Soon after, the FBI returned with a new subpoena. It was the same as the first one, Drooz said, and the university still had doubts about its legal sufficiency. This time, however, it came from New York and summoned Drooz to appear personally. The tactic was “a bit heavy-handed,” Drooz said, “the implication being you’re subject to contempt of court.” Drooz surrendered the records.

A high-ranking FBI official, who spoke on the condition of anonymity, acknowledged that the field office erred in attempting to use a national security letter. Investigators, he said, “were in a big hurry for obvious reasons” and did not approach the university “in the exact right way.”

Facts remain opaque

The electronic docket in the Connecticut case, as the New York Times first reported, briefly titled the lawsuit Library Connection Inc. v. Gonzales. Because identifying details were not supposed to be left in the public file, the court replaced the plaintiff’s name with “John Doe.”

Christian, Library Connection’s executive director, is identified as “John Doe 2.” In his affidavit, he said people often come to libraries for information that is “highly sensitive, embarrassing or personal.” He wanted to fight the FBI but feared calling a lawyer because the letter said he could not disclose its existence to “any person.”

He consulted Peter Chase, vice president of Library Connection and chairman of a state intellectual freedom committee. Chase (“John Doe 1”) in his affidavit – advised Christian to call the ACLU. Both declined to be interviewed for this story.

U.S. District Judge Janet Hall ruled in September that the FBI gag order violates Christian and Library Connection’s First Amendment rights. A three-judge panel heard oral argument Wednesday in the government’s appeal.

The central facts remain opaque, even to the judges, because the FBI is not obliged to describe what it is looking for, or why. During oral argument in open court Aug. 31, Hall said one government explanation was so vague that “if I were to say it out loud, I would get quite a laugh here.” After the government elaborated in a classified brief delivered for her eyes only, she wrote in her decision that it offered “nothing specific.”

Resistance to national security letters is rare. Most of them are served on large companies in highly regulated industries, with business interests that favor cooperation. The in-house lawyers who handle such cases, said Jim Dempsey, executive director of the Center for Democracy and Technology, “are often former prosecutors – instinctively pro-government but also instinctively by-the-books.” National security letters give them a shield against liability to their customers.

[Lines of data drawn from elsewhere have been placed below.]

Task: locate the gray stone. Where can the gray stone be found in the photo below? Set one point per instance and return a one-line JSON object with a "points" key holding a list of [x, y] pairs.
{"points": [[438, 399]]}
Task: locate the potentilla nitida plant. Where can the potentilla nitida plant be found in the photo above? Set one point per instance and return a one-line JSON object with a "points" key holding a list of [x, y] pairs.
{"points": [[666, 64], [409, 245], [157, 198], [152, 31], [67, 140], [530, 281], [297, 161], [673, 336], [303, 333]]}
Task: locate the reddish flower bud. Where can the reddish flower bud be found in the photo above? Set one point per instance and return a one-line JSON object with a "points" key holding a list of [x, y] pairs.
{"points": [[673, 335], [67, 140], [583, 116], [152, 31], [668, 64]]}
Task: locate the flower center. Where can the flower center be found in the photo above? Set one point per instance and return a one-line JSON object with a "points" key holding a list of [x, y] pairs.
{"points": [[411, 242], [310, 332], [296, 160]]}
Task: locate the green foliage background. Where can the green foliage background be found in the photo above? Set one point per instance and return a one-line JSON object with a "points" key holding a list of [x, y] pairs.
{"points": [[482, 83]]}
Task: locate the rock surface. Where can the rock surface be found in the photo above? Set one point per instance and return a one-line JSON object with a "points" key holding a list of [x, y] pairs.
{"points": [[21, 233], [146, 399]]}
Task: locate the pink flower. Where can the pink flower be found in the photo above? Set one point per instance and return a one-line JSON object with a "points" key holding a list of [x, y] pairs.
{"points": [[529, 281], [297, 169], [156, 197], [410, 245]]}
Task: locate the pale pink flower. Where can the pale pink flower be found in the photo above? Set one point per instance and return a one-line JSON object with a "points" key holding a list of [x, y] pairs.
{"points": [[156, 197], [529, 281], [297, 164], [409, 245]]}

The volume of government information demands has provoked a backlash. Several major business groups, including the National Association of Manufacturers and the U.S. Chamber of Commerce, complained in an Oct. 4 letter to senators that customer records can “too easily be obtained and disseminated” around the government. National security letters, they wrote, have begun to impose an “expensive and time-consuming burden” on business.

The House and Senate bills renewing the Patriot Act do not tighten privacy protections, but they offer a concession to business interests. In both bills, a judge may modify a national security letter if it imposes an “unreasonable” or “oppressive” burden on the company that is asked for information.

In the executive branch, no FBI or Justice Department official audits the use of national security letters to assess whether they are appropriately targeted, lawfully applied or contribute important facts to an investigation.

Justice Department officials noted frequently this year that Inspector General Glenn Fine reports twice a year on abuses of the Patriot Act and has yet to substantiate any complaint. (One investigation is pending.)

Fine advertises his role, but there is a puzzle built into the mandate. Under what scenario could a person protest a search of his personal records if he is never notified?

“We do rely upon complaints coming in,” Fine said in House testimony in May. He added: “To the extent that people do not know of anything happening to them, there is an issue about whether they can complain. So, I think that’s a legitimate question.”